UNF SDS holds a Blacks Lives Matter rally to stand against racial injustice and police brutality

Jessica May, Khorri Newton, and Heydi Ortiz

Students gathered on the Green on Wednesday, Sept. 26 for a Black Lives Matter rally hosted by the Students for a Democratic Society. The event was hosted as a means of standing against social and racial injustice and police brutality.

[embedyt] https://www.youtube.com/watch?v=S-H3nwPq8MQ[/embedyt]

Signs with phrases stating, “Pro-Black does not mean Anti-White,” “Stand Up Fight Back” and “No Justice, No Peace” were provided by the SDS and handed out to those attending the rally.

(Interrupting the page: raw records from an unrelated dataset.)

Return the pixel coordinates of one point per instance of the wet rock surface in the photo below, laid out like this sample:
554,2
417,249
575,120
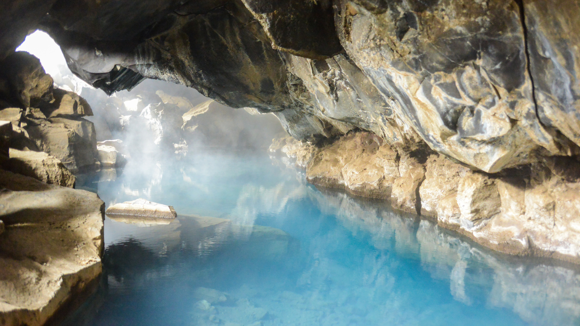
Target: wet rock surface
40,166
525,212
50,250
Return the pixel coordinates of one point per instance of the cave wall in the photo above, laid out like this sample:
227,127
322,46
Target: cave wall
491,84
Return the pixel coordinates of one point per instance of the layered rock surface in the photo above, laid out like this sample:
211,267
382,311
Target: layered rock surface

“People are going to notice that we do care and we’re trying to fight for our black and brown students,” Tionna Seabrook, a sociology major, said. “We want to make it a safer place for them and let them know that they have solidarity here.”  

“I support the efforts of students to organize and express themselves peacefully on issues that concern the community,” Sociology Professor and SDS Faculty Advisor, David Jaffee, told the Spinnaker.

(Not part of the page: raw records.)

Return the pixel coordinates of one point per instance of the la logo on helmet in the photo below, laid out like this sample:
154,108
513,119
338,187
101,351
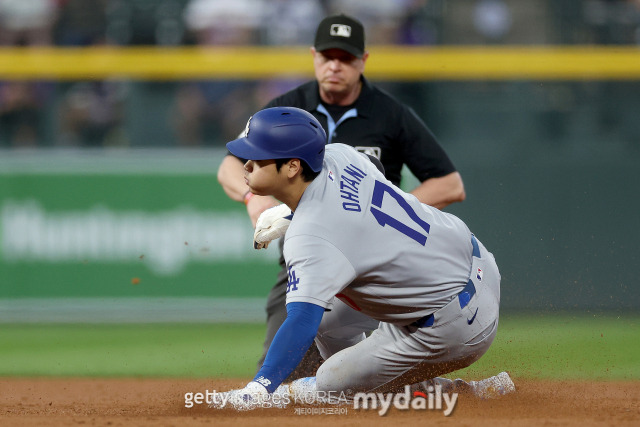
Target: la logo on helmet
245,132
340,30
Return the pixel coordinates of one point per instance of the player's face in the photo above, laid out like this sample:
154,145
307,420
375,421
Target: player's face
262,177
338,73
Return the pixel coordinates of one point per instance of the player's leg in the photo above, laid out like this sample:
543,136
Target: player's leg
394,356
276,314
342,327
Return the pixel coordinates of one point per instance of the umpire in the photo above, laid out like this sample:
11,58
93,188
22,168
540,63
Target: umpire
353,112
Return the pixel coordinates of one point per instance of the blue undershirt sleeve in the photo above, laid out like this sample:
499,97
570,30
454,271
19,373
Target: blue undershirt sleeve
290,344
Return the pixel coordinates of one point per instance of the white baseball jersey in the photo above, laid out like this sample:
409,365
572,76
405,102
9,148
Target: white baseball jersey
356,236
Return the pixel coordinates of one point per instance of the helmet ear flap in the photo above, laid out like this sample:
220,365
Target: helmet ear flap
281,133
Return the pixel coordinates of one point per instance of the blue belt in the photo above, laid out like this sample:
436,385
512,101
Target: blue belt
464,296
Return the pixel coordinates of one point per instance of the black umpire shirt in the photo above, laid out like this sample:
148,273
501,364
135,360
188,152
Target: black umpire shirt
376,124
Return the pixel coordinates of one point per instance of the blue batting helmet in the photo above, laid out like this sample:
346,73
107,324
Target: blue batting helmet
282,133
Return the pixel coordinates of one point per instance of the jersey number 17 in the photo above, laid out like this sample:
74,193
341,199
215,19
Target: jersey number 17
385,219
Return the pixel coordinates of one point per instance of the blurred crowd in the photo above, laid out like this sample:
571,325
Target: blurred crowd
96,113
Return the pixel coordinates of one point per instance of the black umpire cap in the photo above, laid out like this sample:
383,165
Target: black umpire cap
340,32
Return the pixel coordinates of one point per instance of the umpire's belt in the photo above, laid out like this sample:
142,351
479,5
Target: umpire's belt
463,297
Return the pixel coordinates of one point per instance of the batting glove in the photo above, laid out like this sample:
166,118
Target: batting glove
272,224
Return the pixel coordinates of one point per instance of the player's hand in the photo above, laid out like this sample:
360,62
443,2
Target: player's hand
253,396
272,224
258,204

Like last year’s BLM rally, speeches were given by members of the SDS and the Black Student Union, which were intertwined with a variety of chants to promote their message of standing up to racial injustices and police brutality.

During Seabrook’s speech, a counterprotester appeared and proceeded to yell at the group of people.

“A counterprotestor was behaving in such a way to try and disrupt the BLM protest,” UNF Police Chief Frank Mackesy said after the event. “Once the behavior was detected by police and deemed inappropriate he was removed from the area.”

According to Jaffee, the counterprotestors were to be expected.

“Anytime you organize a protest for a political purpose, there will be people with a different opinion,” Jaffee said.

This rally gave SDS students the opportunity to talk about their future events, including a lecture and discussion with Alex Vitale, the author of “The End of Policing,” on Oct. 18 at the Herbert University Center.

“I’m hoping we can have a serious discussion about how we can use a resource in our community. Not for more police, but to strengthen the communities where the issues and the problems exist,” Jaffee affirmed. “And to empower those communities instead of servile them.”